Tamara Parsons-Irby is an assistant hunter/jumper trainer at Ballyhigh Show Stables in Versailles, Ky., and is currently training three KyEHC horses for the stables’ lesson program.

Parsons-Irby says that retraining a horse depends on the adopter’s riding experience and goals for the horse’s performance. She suggests enlisting the help of a trainer, especially when dealing with off-the-track Thoroughbreds.

Training the Ex-racehorse
The KyEHC is located in the heart of the Thoroughbred racing industry, near Lexington, Ky., so it receives many horses straight from the track. A racehorse’s training is very different from that of a trail horse or one trained to perform in western or English riding disciplines.

"The thing with off-the-track Thoroughbreds is that they have only been on the track,” says Parsons-Irby. "They’re trained to go one way, with other horses going in the same direction; some don’t like it when other horses come at them.

"You have to slow down with them sometimes—give them a few months off to get them acquainted with being turned out and being with other horses,” adds Parsons-Irby.

Henderson says people tend to rush into riding an ex-racehorse and attempt to switch the horse’s mindset from the track to a new discipline too soon.

"This is when people tend to get hurt,” he says. "They are working with a confused horse that has been trained for a particular purpose. They must first work at the re-training process through lots of patience and communication.”

Anna Ford, adoption manager and director of the New Vocations Racehorse Adoption Program’s facility in Hilliard, Ohio, is the author of Beyond the Track. She has worked with off-the-track Thoroughbreds since she was 15 and is very familiar with the breaking and training of racehorses. Ford says the retraining process starts with a lot of groundwork to help horses gain their balance at the walk, trot and canter.

"The smallest circle they’ve been on is a mile track. There are a lot of leading and ground training issues because they’re all handled by extremely experienced people who might not mind if they behave badly on the ground as long as they perform well. That can be difficult for adopters who may not have experience.”

Ford also stresses that ex-racehorses are accustomed to having a structured routine, so if the commitment isn’t there, then it’s not a good idea to adopt a racehorse. They also need a quiet learning environment where they can focus on the task at hand and not be distracted by their surroundings, she says.
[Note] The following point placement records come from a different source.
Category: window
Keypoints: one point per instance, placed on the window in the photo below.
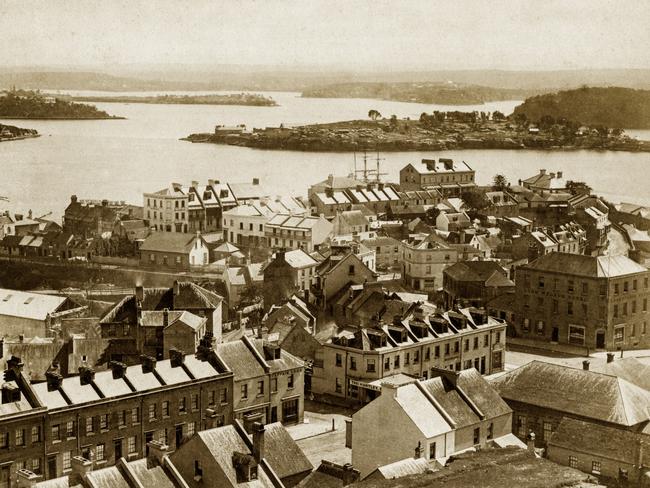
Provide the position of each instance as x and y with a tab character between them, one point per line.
595	467
521	426
100	452
131	444
67	459
20	437
619	334
195	401
36	433
121	418
576	335
198	470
An ex-racehorse is not suitable for beginner or intermediate riders unless he has been adequately retrained by an experienced horse person who is very familiar in working with these horses.

Advice for Adopters
Ford says many adopters have unrealistic expectations about retraining a horse. "I think everyone goes into adopting a horse with a good heart and wants to help, but they don’t realize that it could take longer than they want,” she says. "It really varies with each horse. [Adopters] need to know that it could take months and it could take a year.”

"Patience is by far the most important thing,” says Keller. "No one who adopts one of these horses should expect his attitude to turn around overnight.”

One of the best steps adopters can take in retraining their horse is to seek help from an experienced trainer. Ford says it’s a good idea to ask your trainer to help you choose the right horse for your skill level.

Keep in mind that no matter what happens during the retraining process, you are giving your new horse a loving home, something he may not have had before.

"Just to take a horse from being scared to being happy—if that’s all we accomplish with them, then that’s a great accomplishment,” says Keller.